I have finished the body of Orkney, Marie Wallin’s fantastic design from Rowan magazine 52. I can honestly say it worked up so much quicker than I expected and I am really pleased with it. I know it has been a while since my first post but I had a few commissions to get out of the way.
This post will cover the armholes and the neck shaping.
The reason we create a steek in what will become the armhole is so that we can continue working in the round for as long as possible. Most armholes in normal patterns follow a standard formula: cast off a number of stitches at the beginning of 2 rows, decrease each row for a certain number rows followed by a few more decreases every other row.
In this pattern (in my size) each side has a 7 stitch cast off giving you a total for one size of 14 stitches for each armhole.
So for my size and starting at the front I knitted 64 stitches (71st in the front -7=64), cast off 14 stitches and then, using the thumb method I cast 5 stitches back on to create the steek.
Knit 122 across the back (136-14=122), cast off 14 and cast 5 stitches back on again for the other steek. Finally knit 64 across the other front to the front steek. Now you can simply follow the sleeve shaping as written in the pattern, decreasing in the stitches either side of the steek. I tent to place a marker at each side of the steek to make sure I know where I am.
The most complicated part of transposing the pattern into the round is working out where to start your front shaping for the neck. Orkney asks you to knit for 22cm from the armholes on the back in my size, and 26 rows less for the front.
The given tension means there are 64 rows to the shoulder shaping and then 6 rows of shoulder shaping giving you a total of 70 rows. So this means you only need to work 44 rows on the front before you start the shaping (70-26= 44).
Unfortunately when you start to shape the front it means you can no longer knit in the round but I have been quite keen to learn to knit 2-handed Fair Isle on the purl stitches.
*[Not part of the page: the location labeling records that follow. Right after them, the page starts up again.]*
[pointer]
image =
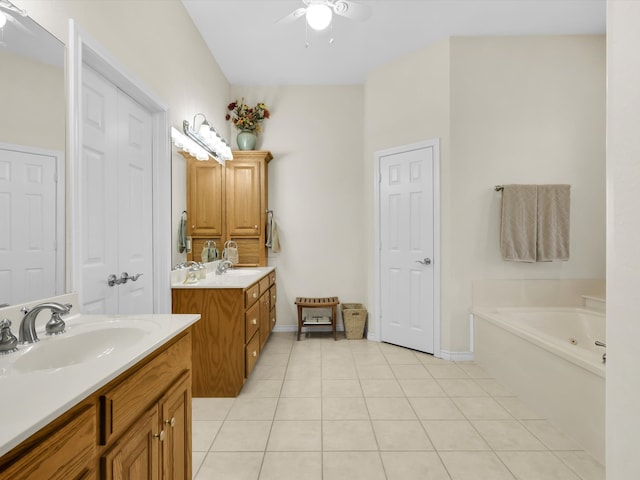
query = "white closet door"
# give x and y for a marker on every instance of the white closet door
(115, 200)
(28, 219)
(135, 244)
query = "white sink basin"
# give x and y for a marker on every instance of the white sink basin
(241, 272)
(84, 346)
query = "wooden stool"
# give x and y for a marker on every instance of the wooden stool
(326, 302)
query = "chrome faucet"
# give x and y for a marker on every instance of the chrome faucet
(604, 355)
(223, 266)
(8, 341)
(55, 325)
(185, 265)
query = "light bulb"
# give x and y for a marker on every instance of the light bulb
(318, 16)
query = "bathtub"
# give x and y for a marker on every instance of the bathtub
(548, 357)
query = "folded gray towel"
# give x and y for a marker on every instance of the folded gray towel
(518, 226)
(554, 208)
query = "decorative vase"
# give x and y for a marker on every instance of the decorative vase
(246, 140)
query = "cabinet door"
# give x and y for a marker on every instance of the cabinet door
(136, 455)
(176, 419)
(66, 454)
(265, 311)
(205, 199)
(272, 292)
(244, 205)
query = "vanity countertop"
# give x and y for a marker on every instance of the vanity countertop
(226, 280)
(31, 398)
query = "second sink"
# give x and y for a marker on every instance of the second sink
(241, 272)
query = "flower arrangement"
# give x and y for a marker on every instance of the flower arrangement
(245, 118)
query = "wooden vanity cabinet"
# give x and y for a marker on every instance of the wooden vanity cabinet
(230, 335)
(136, 427)
(229, 203)
(146, 419)
(64, 450)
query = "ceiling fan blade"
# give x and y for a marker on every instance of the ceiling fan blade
(356, 11)
(293, 16)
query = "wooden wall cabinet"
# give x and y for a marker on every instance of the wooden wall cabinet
(235, 325)
(229, 203)
(136, 427)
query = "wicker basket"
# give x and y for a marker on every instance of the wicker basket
(354, 316)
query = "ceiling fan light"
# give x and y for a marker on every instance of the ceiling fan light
(318, 16)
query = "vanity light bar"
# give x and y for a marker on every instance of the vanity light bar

When it came to cast off the shoulder I decided to have a graduated shoulder using short row shaping which would make the Fair Isle patterning look better IMHO. The number of stitches for the shoulder for my size was 24 sts with 3 sets of 8st cast offs. So I knitted to the last 8 st, wrapped and turned, purled to the end in
pattern. For the next row knit 8 sts, wrap and turn purl to end. Then knit all stitches picking up wraps before casting off all 24 sts. This gives a nicely sloped shoulder that is easy to join.